Reacting to the prospect of the UltraTech Cement-JP Associates deal, the stock market marked up UltraTech by a mere two per cent, but JP Associates by over six per cent on Wednesday.

The JP Associates stock has risen sharply ahead of the deal as well, putting on 25 per cent in the last five days.

But the deal suggests that the market may have taken a positive view of what it can do for JP Associates and a sombre view of what it means for UltraTech Cement. After all, JP Associates’ effort to lighten the huge debt on its balance sheet by selling part of its core cash-generating cement business has to be viewed as a distress sale.

By buying the 4.8-million-tonne cement unit for Rs 3,800 crore, UltraTech Cement has acquired fresh cement capacity at bargain prices. The deal values JP Associates’ unit at an enterprise value of $124/tonne. This is an attractive price and is at a sharp discount to the current valuations of the Holcim Group companies and that of UltraTech itself. Currently, UltraTech Cement trades at an enterprise value of $143/tonne and Ambuja Cements at about $140/tonne.The deal does not materially increase UltraTech’s debt to equity ratio which will stand at 0.5 post deal.

The deal reaffirms UltraTech’s position as the largest cement producer in India with a total cement capacity moving up to 59 mt a year. The deal also brings with it 57.5 MW power capacity (thermal), limestone reserves (that can last for 90 years at current capacity) and a captive jetty, all of which may help reduce costs for UltraTech Cement and may provide synergy as well.

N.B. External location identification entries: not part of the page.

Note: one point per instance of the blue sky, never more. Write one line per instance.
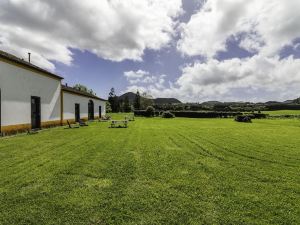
(194, 50)
(101, 75)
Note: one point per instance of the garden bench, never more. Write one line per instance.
(82, 123)
(129, 118)
(120, 123)
(71, 126)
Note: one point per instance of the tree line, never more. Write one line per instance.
(117, 104)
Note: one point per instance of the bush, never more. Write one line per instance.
(243, 119)
(205, 114)
(150, 111)
(167, 114)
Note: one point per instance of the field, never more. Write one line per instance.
(282, 112)
(157, 171)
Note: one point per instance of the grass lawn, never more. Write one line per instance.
(282, 112)
(157, 171)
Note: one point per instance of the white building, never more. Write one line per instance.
(32, 98)
(80, 105)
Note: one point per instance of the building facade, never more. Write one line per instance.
(33, 98)
(79, 105)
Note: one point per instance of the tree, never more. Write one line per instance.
(126, 105)
(137, 101)
(146, 100)
(113, 101)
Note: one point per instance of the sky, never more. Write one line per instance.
(193, 50)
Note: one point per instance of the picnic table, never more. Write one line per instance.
(119, 123)
(129, 118)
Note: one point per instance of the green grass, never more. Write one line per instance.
(282, 112)
(157, 171)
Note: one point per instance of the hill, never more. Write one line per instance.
(158, 101)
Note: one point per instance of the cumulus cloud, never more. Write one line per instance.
(266, 26)
(138, 78)
(255, 78)
(112, 29)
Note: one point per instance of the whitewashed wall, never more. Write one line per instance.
(69, 101)
(17, 86)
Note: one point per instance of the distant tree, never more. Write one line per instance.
(126, 105)
(137, 101)
(146, 100)
(113, 101)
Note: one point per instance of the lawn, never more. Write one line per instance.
(282, 112)
(157, 171)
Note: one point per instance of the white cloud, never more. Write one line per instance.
(141, 78)
(112, 29)
(135, 74)
(266, 26)
(257, 78)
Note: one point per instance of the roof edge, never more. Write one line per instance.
(26, 65)
(82, 93)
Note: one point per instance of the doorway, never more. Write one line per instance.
(100, 110)
(0, 112)
(77, 112)
(35, 112)
(91, 110)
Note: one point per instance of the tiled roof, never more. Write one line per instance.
(22, 62)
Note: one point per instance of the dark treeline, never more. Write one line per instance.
(141, 102)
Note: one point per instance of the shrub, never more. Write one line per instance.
(205, 114)
(150, 111)
(243, 118)
(167, 114)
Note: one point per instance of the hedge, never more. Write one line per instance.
(192, 114)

Also, Gujarat being a market where cement supply and demand are neck-and-neck and the capacity utilisation of producers at over 80-85 per cent, UltraTech can make the most of this acquisition now.

Gujarat is also strategically well located from the point of view of exports. The grinding units of JP Associates will also help the company cut its logistics expenses due to proximity to key markets.

For JP Associates, which had over Rs 60,000 crore in debt on its consolidated balance sheet as of March this year, this may only be the first of the moves required to climb out of its debt problems.